Donnerstag, 25. Februar 2021

Spinner, Benedict Wells

Nachdem gestern „Hard Land“, der neue Roman von Benedict Wells erschienen ist, vervollständige ich nun meine Kenntnisse über die anderen Romane des Autors. „Spinner“ ist der erste Roman, den Benedict Wells im Alter von 19 Jahren geschrieben hat.

Jesper ist 20 Jahre alt und sieht sich als den einsamen Außenseiter, den niemand versteht. Nach dem Abitur ist er von München nach Berlin gezogen, um sich ganz seinem ersten Roman zu widmen. Er haust in einem billigen Kellerloch und hat nur Gustav zum Freund, den er an seinem ersten Tag in der Stadt kennengelernt hat. Ansonsten hat er alle Brücken hinter sich abgebrochen und nicht einmal seiner Mutter seine Telefonnummer gegeben. Vor zwei Jahren ist Jespers Vater gestorben, was die familiäre Situation zuhause massiv erschüttert hatte. Nebenbei macht Jesper ein Praktikum bei einer kleinen Zeitung.

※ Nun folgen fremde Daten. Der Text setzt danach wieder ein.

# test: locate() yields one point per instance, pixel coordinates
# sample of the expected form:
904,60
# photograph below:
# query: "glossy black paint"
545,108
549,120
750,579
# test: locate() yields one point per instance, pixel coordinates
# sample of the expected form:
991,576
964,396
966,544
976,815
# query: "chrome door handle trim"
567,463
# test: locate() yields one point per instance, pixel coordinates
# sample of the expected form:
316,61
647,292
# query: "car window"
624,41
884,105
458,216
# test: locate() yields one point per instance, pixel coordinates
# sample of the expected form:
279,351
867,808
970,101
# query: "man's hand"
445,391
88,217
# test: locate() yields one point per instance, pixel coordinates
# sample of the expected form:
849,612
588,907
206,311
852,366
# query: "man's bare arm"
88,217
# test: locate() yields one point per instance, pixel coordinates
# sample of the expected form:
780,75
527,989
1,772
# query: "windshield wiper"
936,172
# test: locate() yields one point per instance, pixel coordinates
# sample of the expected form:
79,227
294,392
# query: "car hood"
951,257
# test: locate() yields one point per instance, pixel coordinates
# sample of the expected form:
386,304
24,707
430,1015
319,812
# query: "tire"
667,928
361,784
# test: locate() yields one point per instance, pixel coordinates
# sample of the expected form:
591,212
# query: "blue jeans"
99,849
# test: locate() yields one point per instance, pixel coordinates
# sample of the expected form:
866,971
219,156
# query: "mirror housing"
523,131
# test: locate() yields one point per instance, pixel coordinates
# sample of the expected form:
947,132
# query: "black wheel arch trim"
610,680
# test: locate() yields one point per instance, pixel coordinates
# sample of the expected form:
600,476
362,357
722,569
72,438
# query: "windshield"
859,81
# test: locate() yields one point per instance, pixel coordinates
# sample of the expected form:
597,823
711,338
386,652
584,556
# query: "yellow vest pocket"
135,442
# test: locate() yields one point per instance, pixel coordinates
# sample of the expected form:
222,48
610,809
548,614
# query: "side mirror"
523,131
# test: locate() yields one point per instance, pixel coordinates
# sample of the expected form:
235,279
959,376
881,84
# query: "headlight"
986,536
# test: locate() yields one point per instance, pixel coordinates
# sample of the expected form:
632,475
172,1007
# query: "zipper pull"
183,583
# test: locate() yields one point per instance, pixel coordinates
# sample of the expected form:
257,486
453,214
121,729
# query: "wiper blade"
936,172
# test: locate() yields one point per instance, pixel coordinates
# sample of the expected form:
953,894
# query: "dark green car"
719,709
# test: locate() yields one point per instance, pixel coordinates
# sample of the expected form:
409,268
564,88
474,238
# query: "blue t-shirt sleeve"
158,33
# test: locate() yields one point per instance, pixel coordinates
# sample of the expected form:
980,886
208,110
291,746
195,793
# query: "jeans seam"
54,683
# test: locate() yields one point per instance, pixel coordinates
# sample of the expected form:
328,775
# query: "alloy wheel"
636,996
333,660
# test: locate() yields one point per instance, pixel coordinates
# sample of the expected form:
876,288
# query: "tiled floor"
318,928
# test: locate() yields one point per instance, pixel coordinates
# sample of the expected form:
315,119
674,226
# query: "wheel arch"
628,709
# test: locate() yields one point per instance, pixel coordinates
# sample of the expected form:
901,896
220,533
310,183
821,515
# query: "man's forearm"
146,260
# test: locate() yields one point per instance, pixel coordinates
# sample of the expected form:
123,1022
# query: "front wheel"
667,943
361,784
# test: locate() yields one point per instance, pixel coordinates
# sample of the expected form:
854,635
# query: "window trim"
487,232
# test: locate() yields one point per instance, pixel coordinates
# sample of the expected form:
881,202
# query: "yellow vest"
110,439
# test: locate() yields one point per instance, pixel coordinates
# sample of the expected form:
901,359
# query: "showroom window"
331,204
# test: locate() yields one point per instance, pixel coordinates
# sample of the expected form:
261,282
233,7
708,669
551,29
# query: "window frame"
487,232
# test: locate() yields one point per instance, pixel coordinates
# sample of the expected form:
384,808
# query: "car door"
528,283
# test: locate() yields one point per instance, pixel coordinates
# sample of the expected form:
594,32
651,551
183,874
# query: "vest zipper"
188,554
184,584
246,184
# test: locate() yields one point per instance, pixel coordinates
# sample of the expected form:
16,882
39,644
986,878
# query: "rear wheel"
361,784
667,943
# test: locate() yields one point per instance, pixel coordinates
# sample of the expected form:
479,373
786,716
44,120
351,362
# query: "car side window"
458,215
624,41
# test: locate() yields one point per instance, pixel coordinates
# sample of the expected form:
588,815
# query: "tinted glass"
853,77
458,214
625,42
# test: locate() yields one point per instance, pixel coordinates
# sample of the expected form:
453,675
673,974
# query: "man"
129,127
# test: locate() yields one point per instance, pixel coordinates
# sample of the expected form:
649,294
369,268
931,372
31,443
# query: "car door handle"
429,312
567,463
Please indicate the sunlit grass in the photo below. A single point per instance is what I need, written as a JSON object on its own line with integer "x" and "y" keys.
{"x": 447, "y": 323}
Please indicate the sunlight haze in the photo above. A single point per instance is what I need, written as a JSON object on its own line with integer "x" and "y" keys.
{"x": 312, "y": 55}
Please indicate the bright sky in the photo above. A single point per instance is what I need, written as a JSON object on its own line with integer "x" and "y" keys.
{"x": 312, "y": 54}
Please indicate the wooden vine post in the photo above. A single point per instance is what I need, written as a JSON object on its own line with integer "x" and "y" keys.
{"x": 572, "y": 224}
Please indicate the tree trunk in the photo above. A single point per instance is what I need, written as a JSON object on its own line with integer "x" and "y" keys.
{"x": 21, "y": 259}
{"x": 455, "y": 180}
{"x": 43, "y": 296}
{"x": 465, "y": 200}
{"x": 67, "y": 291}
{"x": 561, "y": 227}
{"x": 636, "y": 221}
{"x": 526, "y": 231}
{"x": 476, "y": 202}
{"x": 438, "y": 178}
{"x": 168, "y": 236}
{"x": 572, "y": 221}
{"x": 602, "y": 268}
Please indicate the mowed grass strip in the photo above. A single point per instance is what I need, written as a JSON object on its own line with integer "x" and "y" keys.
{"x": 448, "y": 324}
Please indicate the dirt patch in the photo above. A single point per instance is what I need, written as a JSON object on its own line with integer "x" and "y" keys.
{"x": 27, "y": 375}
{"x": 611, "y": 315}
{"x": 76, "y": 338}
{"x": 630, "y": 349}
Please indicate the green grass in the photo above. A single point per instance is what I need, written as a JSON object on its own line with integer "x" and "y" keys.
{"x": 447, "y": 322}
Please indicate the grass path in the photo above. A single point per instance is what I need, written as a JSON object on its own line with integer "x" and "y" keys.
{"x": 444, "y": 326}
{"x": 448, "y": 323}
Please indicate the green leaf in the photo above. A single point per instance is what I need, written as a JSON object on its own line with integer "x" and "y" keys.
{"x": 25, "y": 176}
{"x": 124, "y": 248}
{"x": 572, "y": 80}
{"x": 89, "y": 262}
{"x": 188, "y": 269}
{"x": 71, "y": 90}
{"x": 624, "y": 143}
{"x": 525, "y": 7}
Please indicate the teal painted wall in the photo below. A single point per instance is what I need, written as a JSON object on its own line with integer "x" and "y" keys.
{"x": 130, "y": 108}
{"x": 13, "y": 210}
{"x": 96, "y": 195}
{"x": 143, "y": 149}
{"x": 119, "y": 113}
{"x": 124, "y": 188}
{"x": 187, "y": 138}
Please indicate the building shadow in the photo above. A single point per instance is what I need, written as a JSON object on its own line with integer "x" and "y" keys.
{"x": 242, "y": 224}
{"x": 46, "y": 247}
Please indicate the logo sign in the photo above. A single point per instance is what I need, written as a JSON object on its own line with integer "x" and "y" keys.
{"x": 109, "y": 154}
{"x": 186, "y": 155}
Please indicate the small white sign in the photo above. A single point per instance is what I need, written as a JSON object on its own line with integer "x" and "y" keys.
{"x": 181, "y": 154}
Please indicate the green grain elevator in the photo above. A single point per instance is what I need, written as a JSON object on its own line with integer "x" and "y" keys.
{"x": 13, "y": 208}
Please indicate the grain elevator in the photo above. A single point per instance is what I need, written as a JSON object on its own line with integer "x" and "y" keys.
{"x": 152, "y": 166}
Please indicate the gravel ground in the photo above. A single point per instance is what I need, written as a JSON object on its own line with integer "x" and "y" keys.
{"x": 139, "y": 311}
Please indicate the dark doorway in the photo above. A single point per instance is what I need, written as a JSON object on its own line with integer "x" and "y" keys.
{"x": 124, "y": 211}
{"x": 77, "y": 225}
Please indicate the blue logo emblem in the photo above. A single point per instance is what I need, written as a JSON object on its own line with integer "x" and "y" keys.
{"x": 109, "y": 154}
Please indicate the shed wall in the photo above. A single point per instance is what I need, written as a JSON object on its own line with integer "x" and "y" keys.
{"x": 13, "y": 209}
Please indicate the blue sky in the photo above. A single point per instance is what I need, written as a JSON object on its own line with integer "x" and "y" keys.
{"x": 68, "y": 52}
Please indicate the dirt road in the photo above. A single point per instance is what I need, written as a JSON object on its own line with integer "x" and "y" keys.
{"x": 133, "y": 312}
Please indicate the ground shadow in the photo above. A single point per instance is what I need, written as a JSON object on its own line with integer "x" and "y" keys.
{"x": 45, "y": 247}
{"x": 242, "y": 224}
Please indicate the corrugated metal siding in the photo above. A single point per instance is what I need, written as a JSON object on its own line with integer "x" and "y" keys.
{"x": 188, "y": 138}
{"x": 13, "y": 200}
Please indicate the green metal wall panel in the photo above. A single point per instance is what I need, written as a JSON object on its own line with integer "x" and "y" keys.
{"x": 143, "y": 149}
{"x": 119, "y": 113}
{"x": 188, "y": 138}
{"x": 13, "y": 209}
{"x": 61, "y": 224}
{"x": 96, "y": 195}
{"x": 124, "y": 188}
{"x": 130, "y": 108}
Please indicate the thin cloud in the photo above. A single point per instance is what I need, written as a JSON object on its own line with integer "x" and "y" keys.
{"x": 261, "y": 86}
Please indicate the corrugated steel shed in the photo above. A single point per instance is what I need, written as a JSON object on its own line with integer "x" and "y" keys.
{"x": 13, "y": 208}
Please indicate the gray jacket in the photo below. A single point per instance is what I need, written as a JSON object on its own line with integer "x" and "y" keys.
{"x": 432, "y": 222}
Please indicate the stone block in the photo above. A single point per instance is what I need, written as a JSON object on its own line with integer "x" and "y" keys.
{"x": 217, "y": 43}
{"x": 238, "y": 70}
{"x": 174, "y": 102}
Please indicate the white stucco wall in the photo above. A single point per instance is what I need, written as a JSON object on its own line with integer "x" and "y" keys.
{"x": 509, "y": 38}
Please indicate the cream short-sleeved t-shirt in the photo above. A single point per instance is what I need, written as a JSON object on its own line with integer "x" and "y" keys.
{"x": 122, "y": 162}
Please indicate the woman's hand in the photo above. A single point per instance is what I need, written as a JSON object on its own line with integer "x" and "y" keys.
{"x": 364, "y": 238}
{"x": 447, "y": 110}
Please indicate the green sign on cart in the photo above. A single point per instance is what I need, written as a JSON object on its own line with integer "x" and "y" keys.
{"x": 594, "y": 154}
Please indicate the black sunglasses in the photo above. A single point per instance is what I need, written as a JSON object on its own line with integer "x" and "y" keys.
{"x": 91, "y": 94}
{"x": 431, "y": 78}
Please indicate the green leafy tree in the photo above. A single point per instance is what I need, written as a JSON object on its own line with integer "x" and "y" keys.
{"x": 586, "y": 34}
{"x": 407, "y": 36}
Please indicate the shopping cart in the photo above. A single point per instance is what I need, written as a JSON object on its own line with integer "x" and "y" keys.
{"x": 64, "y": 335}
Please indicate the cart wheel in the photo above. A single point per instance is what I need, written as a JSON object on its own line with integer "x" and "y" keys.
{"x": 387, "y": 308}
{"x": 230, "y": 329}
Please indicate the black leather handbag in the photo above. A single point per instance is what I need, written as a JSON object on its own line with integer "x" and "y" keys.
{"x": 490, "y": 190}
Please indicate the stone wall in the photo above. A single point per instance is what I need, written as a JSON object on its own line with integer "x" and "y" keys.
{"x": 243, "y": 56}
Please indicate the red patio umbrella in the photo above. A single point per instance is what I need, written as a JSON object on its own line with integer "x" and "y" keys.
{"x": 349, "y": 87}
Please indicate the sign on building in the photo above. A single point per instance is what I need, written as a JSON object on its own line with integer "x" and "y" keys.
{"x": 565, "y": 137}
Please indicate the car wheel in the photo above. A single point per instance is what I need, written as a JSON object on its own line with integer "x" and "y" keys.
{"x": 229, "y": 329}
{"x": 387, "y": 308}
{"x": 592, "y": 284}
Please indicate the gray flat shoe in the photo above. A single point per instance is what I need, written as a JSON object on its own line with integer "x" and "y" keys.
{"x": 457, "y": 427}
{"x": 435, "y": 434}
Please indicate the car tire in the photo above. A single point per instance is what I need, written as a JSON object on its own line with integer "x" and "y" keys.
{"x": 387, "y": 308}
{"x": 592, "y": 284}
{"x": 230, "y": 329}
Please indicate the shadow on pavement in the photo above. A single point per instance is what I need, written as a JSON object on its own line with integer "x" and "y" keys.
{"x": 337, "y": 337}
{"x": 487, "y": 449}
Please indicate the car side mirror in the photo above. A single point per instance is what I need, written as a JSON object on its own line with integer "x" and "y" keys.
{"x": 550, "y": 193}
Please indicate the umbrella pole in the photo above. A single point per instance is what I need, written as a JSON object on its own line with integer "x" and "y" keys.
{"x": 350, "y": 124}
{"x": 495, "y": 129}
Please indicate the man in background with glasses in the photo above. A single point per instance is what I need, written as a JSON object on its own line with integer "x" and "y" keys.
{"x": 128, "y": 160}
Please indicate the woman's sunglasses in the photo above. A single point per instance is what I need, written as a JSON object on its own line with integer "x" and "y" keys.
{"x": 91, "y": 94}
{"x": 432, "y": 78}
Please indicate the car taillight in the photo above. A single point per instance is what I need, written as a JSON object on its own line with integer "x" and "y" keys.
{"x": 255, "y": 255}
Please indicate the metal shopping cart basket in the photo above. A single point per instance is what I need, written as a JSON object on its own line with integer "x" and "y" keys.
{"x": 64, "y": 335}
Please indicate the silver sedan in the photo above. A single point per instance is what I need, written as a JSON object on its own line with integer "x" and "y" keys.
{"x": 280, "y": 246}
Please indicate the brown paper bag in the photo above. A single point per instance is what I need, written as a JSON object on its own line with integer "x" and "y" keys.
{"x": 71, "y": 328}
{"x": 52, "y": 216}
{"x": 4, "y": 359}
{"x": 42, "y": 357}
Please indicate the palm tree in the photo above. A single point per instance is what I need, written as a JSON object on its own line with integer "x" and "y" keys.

Wir begleiten Jesper durch eine sehr entscheidende Woche seines Lebens. Seine besuchsweise Rückkehr in die Heimat steht bevor, sein Romanmanuskript, für das sich noch kein Verlag interessiert hat, ist fertig. Allerdings ist es dank seines rauschhaften nächtlichen Schreibens mit reichlich Alkohol und anschließendem Schlaftablettenkonsum zu einem Epos von über tausend Seiten angeschwollen. Dann bricht in wenigen Tagen alles in sich zusammen.

„Auf dem Balkon angekommen, hatte ich erneut dieses Gefühl, das mich schon seit einiger Zeit umtrieb, diese Sehnsucht nach einem Ort, irgendwo da draußen, hinter dem Horizont dieser Stadt, einem Ort, an dem ich wieder glücklich sein konnte. Dort in der Ferne waren meine Träume und warteten auf mich. Sie schienen nach mir zu rufen, und alles wäre möglich, wenn ich mich nur in ihre Richtung treiben lassen würde…“ (S. 45)

Jesper glaubt, seine wahren Träume zu verfolgen, in Berlin unangepasst zu leben und sich so von seiner traurigen Vergangenheit zu befreien. Tatsächlich aber ist er seinen Problemen doch eher ausgewichen, was auf einmal nicht mehr möglich ist. Unglückliche Liebe, das Zusammentreffen mit Menschen von früher und körperliche Angeschlagenheit ergeben einen schmerzlichen Cocktail. Jesper kann Wahn und Wirklichkeit kaum noch unterscheiden. Fängt sein Roman an zu leben? Und wer war sei Vater wirklich?

Benedict Wells gelingt es in authentischer Sprache die Sehnsucht, Orientierungslosigkeit und Leere eines jungen Mannes spürbar werden zu lassen, der einfach glücklich sein möchte, aber noch nicht weiß, was er mit seinem Leben anfangen soll. Er beschreibt das Erwachsenwerden und die Identitätsfindung, die wir alle erleben, den Wunsch dazuzugehören und doch individuell und natürlich anders als unsere Eltern zu sein. Besonders gut gelungen finde ich die Vermischung von Einbildung und Realität. Erstaunlich ist, dass der Autor dieses Buch schrieb, als er selbst im Alter des Protagonisten war, also noch keine Distanz zu dieser Lebensphase hatte. Das Buch liest sich gut, hat aber noch nicht die Tiefe wie etwa „Vom Ende der Einsamkeit“ oder „Hard Land“.

Ein angenehm verdichteter Roman über das Erwachsenwerden, der beschreibt, wie eine einzige Woche alles verändern kann.

Spinner, Benedict Wells, Diogenes Verlag, Zürich 2016, 320 Seiten, 12,00 EUR

(Die Verwendung des Coverbildes erfolgt mit freundlicher Erlaubnis des Verlags.)